How are you measuring that?

moyix · on June 25, 2015

It's based on dynamic taint analysis. We assign each byte the input file a unique label and then track the propagation of those labels throughout a computation. Additionally, we track the "compute number"; basically, if you have an operation in involving tainted data like

    A = B + C

Where at least one of B or C is tainted, the compute number is:

    TCN(A) = max(TCN(B),TCN(C)) + 1

So if you track the propagation of tainted data and the associated compute number, you can make a map between the byte label and compute number. Then the only remaining step is to map back from bytes in the file to pixels in the image; I used an input file in BMP format so that the correspondence between pixels <-> bytes would be fairly direct.

All this is implemented using PANDA [1], which has nice facilities for dynamic taint analysis. I just recorded Paint Shop Pro opening the currency image, and then replayed with the taint analysis to generate the raw data used for that image.

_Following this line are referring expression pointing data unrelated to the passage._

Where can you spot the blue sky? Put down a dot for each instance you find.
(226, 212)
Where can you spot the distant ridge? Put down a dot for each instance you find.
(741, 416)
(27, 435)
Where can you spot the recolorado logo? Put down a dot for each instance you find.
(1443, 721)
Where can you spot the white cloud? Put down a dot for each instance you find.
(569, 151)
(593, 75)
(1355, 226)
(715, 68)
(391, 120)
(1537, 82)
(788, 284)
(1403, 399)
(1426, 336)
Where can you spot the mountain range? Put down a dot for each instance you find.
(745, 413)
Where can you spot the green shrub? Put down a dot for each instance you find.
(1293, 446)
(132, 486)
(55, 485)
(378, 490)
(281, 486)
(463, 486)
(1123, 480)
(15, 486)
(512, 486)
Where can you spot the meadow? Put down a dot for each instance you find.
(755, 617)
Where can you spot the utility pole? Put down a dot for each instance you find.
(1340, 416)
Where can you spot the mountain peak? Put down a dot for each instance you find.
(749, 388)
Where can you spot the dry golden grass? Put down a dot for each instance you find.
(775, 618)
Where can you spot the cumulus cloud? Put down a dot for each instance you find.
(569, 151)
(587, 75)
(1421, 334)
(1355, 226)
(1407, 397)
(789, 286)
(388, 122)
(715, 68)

The limitation currently is that the granularity is not great (you can see that there are relatively large rectangular sections of the image with the same compute number). My guess is that this is because a lot of image processing algorithms at the lowest level end up being "multiply the image data matrix by this other matrix and pick out the nonzero entries" or some such -- so all the data there has the same amount of computation done on it. But apparently there is some sort of multi-pass algorithm at work here, which gives rise to the differing amounts of computation done on each region. I'm looking at ways to improve the granularity right now, possibly by incorporating the magnitude of the transformation on the data somehow.

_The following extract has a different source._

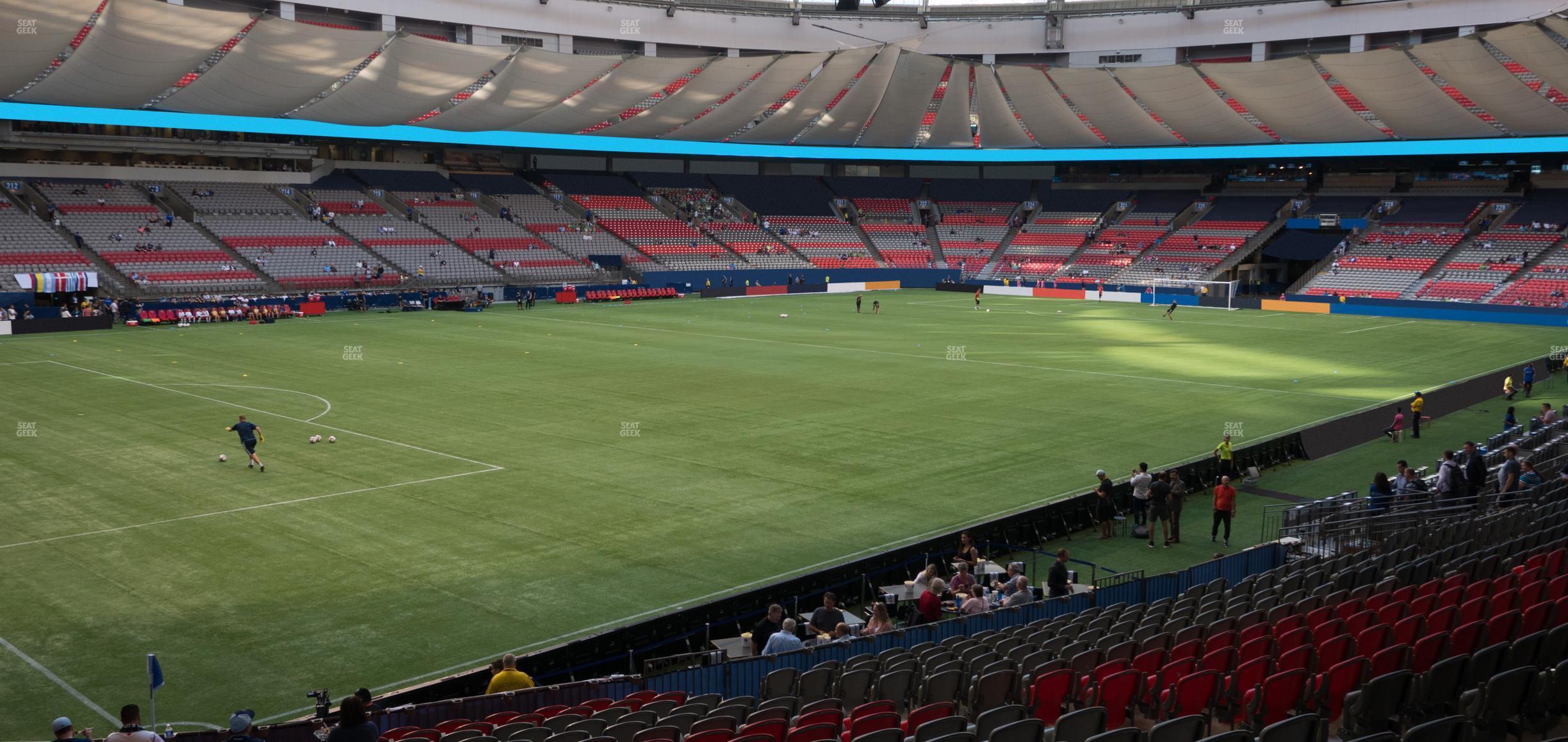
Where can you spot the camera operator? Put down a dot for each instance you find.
(354, 725)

[1] https://github.com/moyix/panda

tacone · on June 25, 2015

I found these videos on his website:

http://laredo-13.mit.edu/~brendan/eurion_attention.mp4

http://laredo-13.mit.edu/~brendan/eurion_tcn.mp4

moyix · on June 25, 2015

Yup. These weren't as exciting as I'd hoped. The former (eurion_attention.mp4) basically shows a sliding window of what pixels had computation done on them over time; the most recent 1000 bytes (~330 pixels) get "lit up" in each frame of the video. You can see in the early part of the video how it scans over the image multiple times, but the later parts are not very interesting (and the whole thing is absurdly long; I recommend watching at 50X).

The second (eurion_tcn.mp4) one is simpler, and just tracks the mapping between pixel and compute number [1] over time.

[1] https://news.ycombinator.com/item?id=9778871